Il ne suffit pas d'être assuré qu'un historien n'avait pas de raisons de nous tromper. Il faut encore vérifier l'exactitude de ses diverses affirmations. Lorsqu'un témoin nous rapporte sincèrement un fait, il peut cependant nous induire en erreur s'il a été victime d'une imposture ou d'une apparence. Cette possibilité de fraude ou d'illusion semble d'ailleurs s'accroître lorsqu'il s'agit du miracle. Nous sommes, par suite, conduit à nous poser une question préliminaire. Les faits miraculeux qui nous ont été rapportés sont-ils recevables, si tous ceux que nous pouvons étudier de près s'expliquent par une crédulité que l'on a abusée, lorsqu'elle ne s'est point elle-même abusée?
Le fait miraculeux, pour recevoir une complète appréciation, devra être soumis successivement a l'historien, au savant, au philosophe et au théologien. Au premier l'on demandera de nous attester la vérité du fait et de nous en donner une description complète. Le second nous dira s'il peut être reproduit à volonté ou si la science permet d'en fournir une explication, et sinon il nous indiquera tout au moins ses analogues plus ou moins lointains. Au troisième, qui spécule aussi bien sur les choses invisibles que sur les choses visibles, sur les causes premières que sur le causes secondes, on pourra demander si un fait attesté par l'histoire, inexpliqué par la science requiert l'intervention de la cause première ou de quelques cause invisibles. Au quatrième, qui prétend être juge de causes spirituelles et posséder le discernement des esprits, on laissera le soin définitif de reconnaître la griffe du diable ou le doigt de Dieu.
Si le texte biblique appartient à une époque où l'on admettait facilement le miracle, il n'est pas étonnant qu'il en rapporte. Au reste, le rationaliste part également d'un principe a priori que l'on peut énoncer ainsi : Tout ce qui apparaît comme impossible ou invraisemblable ne saurait être historique.

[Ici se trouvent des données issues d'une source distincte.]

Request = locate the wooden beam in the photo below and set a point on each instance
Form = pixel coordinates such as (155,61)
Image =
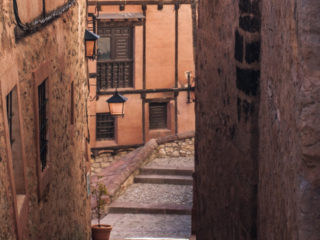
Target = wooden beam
(145,91)
(139,2)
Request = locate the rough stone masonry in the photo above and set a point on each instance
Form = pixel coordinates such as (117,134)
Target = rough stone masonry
(57,206)
(258,120)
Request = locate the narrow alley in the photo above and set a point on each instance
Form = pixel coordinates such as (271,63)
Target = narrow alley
(157,205)
(166,119)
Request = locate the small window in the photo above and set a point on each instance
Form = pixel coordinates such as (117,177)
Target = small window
(43,126)
(115,56)
(15,144)
(10,115)
(157,115)
(105,125)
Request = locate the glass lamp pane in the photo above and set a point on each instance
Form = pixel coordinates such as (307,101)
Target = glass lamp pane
(116,108)
(89,48)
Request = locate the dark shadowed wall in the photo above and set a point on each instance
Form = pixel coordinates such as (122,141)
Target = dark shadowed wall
(258,113)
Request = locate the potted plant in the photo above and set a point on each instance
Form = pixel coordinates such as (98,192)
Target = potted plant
(100,231)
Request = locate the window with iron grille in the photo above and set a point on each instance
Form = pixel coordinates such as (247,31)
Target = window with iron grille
(104,126)
(157,115)
(43,128)
(115,56)
(9,115)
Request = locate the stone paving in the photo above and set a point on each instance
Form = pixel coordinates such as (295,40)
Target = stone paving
(158,194)
(148,225)
(172,162)
(160,226)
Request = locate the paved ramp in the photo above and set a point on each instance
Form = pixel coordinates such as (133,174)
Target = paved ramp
(157,206)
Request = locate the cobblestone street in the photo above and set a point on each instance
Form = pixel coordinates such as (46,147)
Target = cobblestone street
(152,208)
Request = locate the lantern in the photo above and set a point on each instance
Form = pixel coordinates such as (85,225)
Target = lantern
(90,40)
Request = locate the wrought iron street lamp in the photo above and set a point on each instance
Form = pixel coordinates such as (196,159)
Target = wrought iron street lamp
(116,104)
(90,40)
(188,77)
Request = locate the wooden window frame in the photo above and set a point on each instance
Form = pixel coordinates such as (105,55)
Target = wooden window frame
(115,69)
(43,175)
(165,118)
(114,128)
(72,103)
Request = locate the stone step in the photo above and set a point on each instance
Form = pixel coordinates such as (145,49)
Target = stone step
(164,179)
(167,171)
(140,208)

Ce principe s'oppose à sa manière à celui du croyant qui affirme : Tout ce que rapporte un texte inspiré est vrai et par suite vraisemblable : « Pindare racontera très gravement l'histoire de Persée et de la tête de la Gorgone, en ajoutant, à peu près dans les mêmes termes que Bacchylide, qu'il n'est chose qui le surprenne ni qui lui paraisse incroyable, quand ce sont
les dieux qui l'accomplissent; pour les dieux, les miracles sont un jeu. » Les deux principes sont inadmissibles comme principes de critique textuelle.
J'appellerai fait miraculeux un fait rare ou même unique, considéré par celui qui le rapporte comme surpassant les forces de la nature sensible, animée ou inanimée, impliquant par suite l'intervention d'un être surnaturel : diabolique, angélique ou divin et attestant de plus la valeur religieuse d'un personnage, d'une doctrine ou d'une révélation.